La constance à tout prix est-elle en train de tuer votre entreprise en silence ?
Avez-vous remarqué comme le mot « cohérence » est devenu omniprésent dans nos conversations professionnelles ? De la stratégie de marque au leadership, en passant par la communication, nous vénérons la constance comme une vertu cardinale du business. « Soyez cohérents dans vos messages », « maintenez une expérience client constante », « assurez-vous que votre leadership est prévisible »… Ces mantras sont si profondément ancrés dans notre psyché collective qu’ils sont rarement remis en question.
Dans presque tous les domaines de l’entreprise, la cohérence est érigée en principe fondamental. On nous enseigne que les clients détestent les surprises, que les équipes ont besoin de stabilité, et que les marchés récompensent la prévisibilité. Être constant, c’est être fiable. Être incohérent, c’est être amateur.
Cette vision binaire mérite pourtant d’être sérieusement nuancée.
Car si la cohérence apporte effectivement structure et confiance, une constance excessive peut se transformer en piège mortel. La quête obsessionnelle de constance peut facilement devenir synonyme de rigidité, d’aveuglement face au changement et, ironiquement, de parfaite cohérence sur le chemin du déclin.
La vraie question à se poser est donc : à quel moment la constance cesse-t-elle d’être une force pour devenir un frein à l’évolution nécessaire ?
Kodak a fait preuve d’une constance remarquable dans sa vision du marché de la photographie – jusqu’à ce que cette cohérence même l’empêche de s’adapter à la révolution numérique. Nokia est resté admirablement cohérent dans sa conception du téléphone mobile – juste assez longtemps pour rater complètement le virage des smartphones.
Ces exemples nous rappellent une vérité dérangeante : parfois, c’est précisément l’incohérence apparente qui sauve une entreprise. L’abandon opportun d’une stratégie cohérente au profit d’une rupture délibérée peut représenter l’acte de leadership le plus courageux.

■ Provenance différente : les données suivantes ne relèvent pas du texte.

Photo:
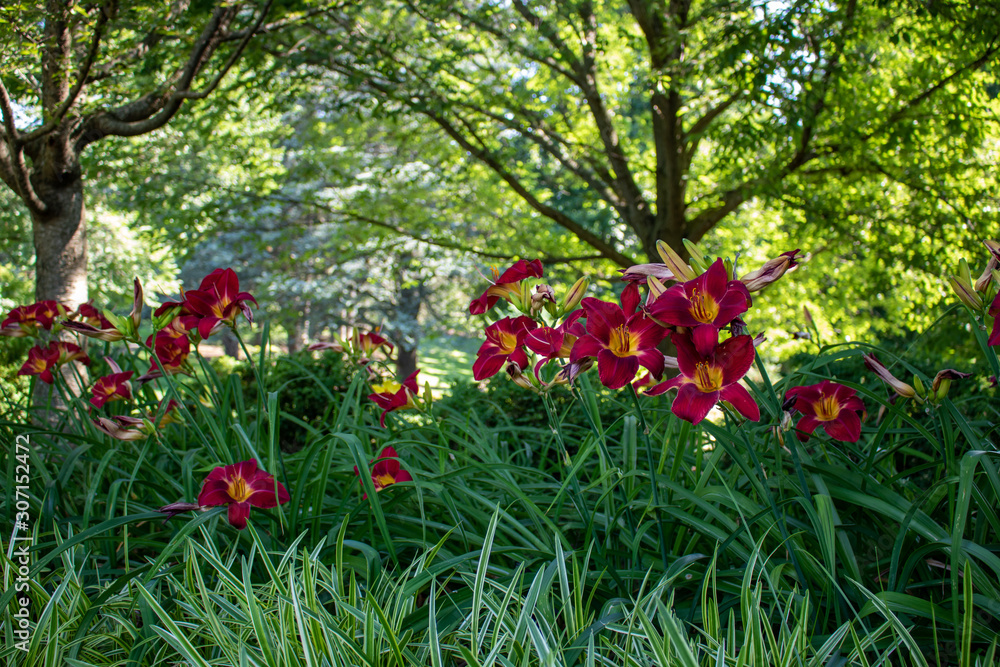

Pour les organisations, cette perspective implique plusieurs changements fondamentaux :
- Distinguer constance et pertinence – La vraie question n’est pas « sommes-nous cohérents avec ce que nous avons toujours fait ? », mais « sommes-nous pertinents face à la réalité actuelle ? ». La pertinence doit primer sur la constance.
- Cultiver l’incohérence stratégique – Paradoxalement, il faut institutionnaliser la remise en question régulière des principes établis. Microsoft sous Satya Nadella en est l’exemple parfait : c’est en rompant résolument avec la stratégie historique de l’entreprise qu’il a orchestré sa renaissance.
- Repenser le concept de pivot – Les changements de cap ne devraient pas être considérés comme des échecs de cohérence, mais comme des preuves d’intelligence adaptative. Amazon vendait des livres. Puis tout autre chose. Cette « incohérence » a créé l’une des entreprises les plus puissantes au monde.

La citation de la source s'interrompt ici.